Este martes en el Quioscos & Pantallas se decía que La Vanguardia se había hecho un lío o no tenía bastante información al afirmar que "las negociaciones sobre la sedición eran un fastidio, un obstáculo, un estorbo en el delicado tira y afloja para renovar el Consejo General del Poder Judicial" (CGPJ) entre el Gobierno y el PP. Pues bien, La Vanguardia tenía razón y resulta que el presidente del PP, Alberto Núñez Feijóo, este jueves, ha suspendido las conversaciones sobre el Poder Judicial —casi se había llegado a un acuerdo— hasta que Pedro Sánchez no renuncie a rebajar las penas por sedición. Muy bien La Vanguardia, que anticipó el martes aquello que otros explican cuatro días más tarde. Inclinamos nuestras cabezas.

El País también tiene que comerse con patatas la portada del martes, presidida por un título que daba por hecha la reforma de la sedición y con un, digamos subtexto, en el que pedía valentía al Gobierno para sacarla adelante. Este viernes, el título suena a rabieta, porque pone Feijóo en el tendedero y lo deja como un político miedoso y asustadizo, que es lo mismo que le ha dicho Pedro Sánchez: "A Feijóo le han temblado las piernas". El vencedor mediático de esta reyerta es El Mundo, que el jueves tituló la portada con un mensaje mafioso de aviso al mismo Feijóo: "El PP teme la reacción de 'la derecha política, judicial y mediática'". Les ha salido bien. Como comenta un periodista de La Vanguardia, "en la Villa i Corte, amenazar desde una portada al líder de la oposición y aspirante con presidir el país [se refiere a España], funciona. Para que tengamos claro el mapa del tipo de país que somos".

La desgracia de todo es como los diarios que se editan en Madrid juegan a hacer política por otros medios que la democracia no tiene en su repertorio —las elecciones o la separación de poderes, por mencionar un par. El mismo esfuerzo que ponen en decir a los políticos el cual tienen que hacer y a la gente qué tiene que pensar, lo podrían dedicar a informar y lo bastante.
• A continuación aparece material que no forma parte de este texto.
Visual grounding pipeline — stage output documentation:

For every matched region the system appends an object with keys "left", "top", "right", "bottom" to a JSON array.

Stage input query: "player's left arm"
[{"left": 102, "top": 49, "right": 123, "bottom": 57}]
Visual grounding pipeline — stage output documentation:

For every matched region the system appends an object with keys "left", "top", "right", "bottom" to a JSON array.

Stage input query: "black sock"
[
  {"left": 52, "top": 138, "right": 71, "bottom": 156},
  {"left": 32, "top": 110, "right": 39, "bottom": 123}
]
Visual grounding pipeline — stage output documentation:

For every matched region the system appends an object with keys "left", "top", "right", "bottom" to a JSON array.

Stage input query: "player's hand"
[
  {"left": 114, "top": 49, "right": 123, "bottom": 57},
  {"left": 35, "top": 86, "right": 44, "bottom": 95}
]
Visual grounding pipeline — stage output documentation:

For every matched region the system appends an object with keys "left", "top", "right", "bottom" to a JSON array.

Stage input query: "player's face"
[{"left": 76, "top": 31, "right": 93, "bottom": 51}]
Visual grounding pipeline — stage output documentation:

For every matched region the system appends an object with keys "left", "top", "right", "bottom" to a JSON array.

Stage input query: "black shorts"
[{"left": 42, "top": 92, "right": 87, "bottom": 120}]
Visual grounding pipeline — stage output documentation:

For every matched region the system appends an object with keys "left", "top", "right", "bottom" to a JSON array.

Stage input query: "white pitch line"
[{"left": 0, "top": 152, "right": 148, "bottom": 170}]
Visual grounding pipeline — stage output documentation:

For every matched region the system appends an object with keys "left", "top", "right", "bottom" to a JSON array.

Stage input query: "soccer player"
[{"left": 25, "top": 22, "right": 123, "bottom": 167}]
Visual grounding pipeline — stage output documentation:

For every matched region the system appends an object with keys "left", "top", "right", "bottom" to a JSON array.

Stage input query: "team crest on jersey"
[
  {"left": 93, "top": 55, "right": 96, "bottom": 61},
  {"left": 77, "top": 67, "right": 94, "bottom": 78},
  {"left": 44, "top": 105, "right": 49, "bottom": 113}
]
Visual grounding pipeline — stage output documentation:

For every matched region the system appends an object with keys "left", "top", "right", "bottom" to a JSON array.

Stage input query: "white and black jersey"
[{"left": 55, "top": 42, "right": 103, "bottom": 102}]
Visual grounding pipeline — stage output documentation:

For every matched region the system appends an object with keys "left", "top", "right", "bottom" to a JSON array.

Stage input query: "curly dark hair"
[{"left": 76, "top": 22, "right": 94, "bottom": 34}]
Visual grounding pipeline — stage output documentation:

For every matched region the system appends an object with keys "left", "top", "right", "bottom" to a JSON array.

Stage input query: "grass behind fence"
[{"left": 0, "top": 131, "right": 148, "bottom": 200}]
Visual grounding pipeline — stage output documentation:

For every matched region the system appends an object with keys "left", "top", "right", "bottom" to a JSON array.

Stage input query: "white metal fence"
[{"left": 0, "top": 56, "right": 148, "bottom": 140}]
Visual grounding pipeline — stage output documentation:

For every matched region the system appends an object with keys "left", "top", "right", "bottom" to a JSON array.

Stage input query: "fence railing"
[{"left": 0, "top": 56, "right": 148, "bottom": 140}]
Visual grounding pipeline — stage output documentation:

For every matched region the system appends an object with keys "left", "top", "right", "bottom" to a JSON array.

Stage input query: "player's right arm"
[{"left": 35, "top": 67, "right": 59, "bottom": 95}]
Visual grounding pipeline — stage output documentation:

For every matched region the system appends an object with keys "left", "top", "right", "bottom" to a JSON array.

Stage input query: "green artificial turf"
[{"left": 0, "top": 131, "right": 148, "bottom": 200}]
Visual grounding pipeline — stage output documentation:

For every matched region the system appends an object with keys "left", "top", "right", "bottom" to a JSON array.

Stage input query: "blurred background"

Pero no va así y han contribuit a romper los platos que el Gobierno mantenía girando por separado: los Presupuestos Generales del Estado, la renovación del CGPJ y la reforma de la sedición. En este último asunto, la Moncloa había convencido a Esquerra Republicana, partidaria en principio de eliminar el delito, de conformarse con una reducción de la pena.

La sedición se tipifica en el Código Penal de 1822, en una España gripada por la plaga de los pronunciamentos de los espadones militares, como se llamaba a los caudillos como Espartero, Serrano, Pavía, O'Donnell, Primo de Rivera o el mismo Joan Prim, entre muchos otros. El actual Código Penal tipifica ese delito en los artículos 544 y siguientes y lo castiga con entre ocho y diez años de prisión a los que lo cometan, y entre diez y quince años si son autoridades. El gobierno español quería rebajar la pena a cinco o seis años, pero nunca vaciar el tipo penal sino mantenerlo, aunque es un anacronismo y tiene una redacción confusa que permite arbitrariedades y lawfare como la sentencia del Tribunal Supremo contra los líderes del 1-O.

No hay que dar muchas vueltas para advertir el atraso político —y mental, social y cultural— que supone para España la existencia de medios de comunicación y de políticos —el PP, en este caso, pero también el PSOE, que va pisando huevos y quizás ya les va bien así— que ponen por delante la unidad de España a la fuerza que requiere la vigencia de antiguallas penales como la sedición, en vez de promover la inteligencia de proponer un proyecto común que convoque a los ciudadanos, sin exclusiones, a comprometerse libremente.

La sedición tal como viene definida al Código Penal español no existe en Europa. La misma justicia alemana no la vio al examinar la causa contra el presidente exiliado Carles Puigdemont, detenido en Slesvig-Holstein. La justicia suiza lo consideró un delito político y también ignoró las peticiones de la justicia española respecto a Marta Rovira y Anna Gabriel. La británica y la belga, más o menos. El Consejo de Europa afirma que promover pacíficamente la independencia o una reforma constitucional disidente es un ejercicio de libertad de expresión que hay que proteger en vez de tipificarlo en el Código Penal y asociarle penas desproporcionadas y medievales. Encima, la oposición cerril y primitiva a reformar o eliminar un delito anacrónico paraliza la reforma del Poder Judicial que la Comisión Europea urge y exige. Ya veremos cómo encaja todo eso con el relato de la "democracia plena" y si la Comisión y el Tribunal de Justicia de la UE se lo tragan.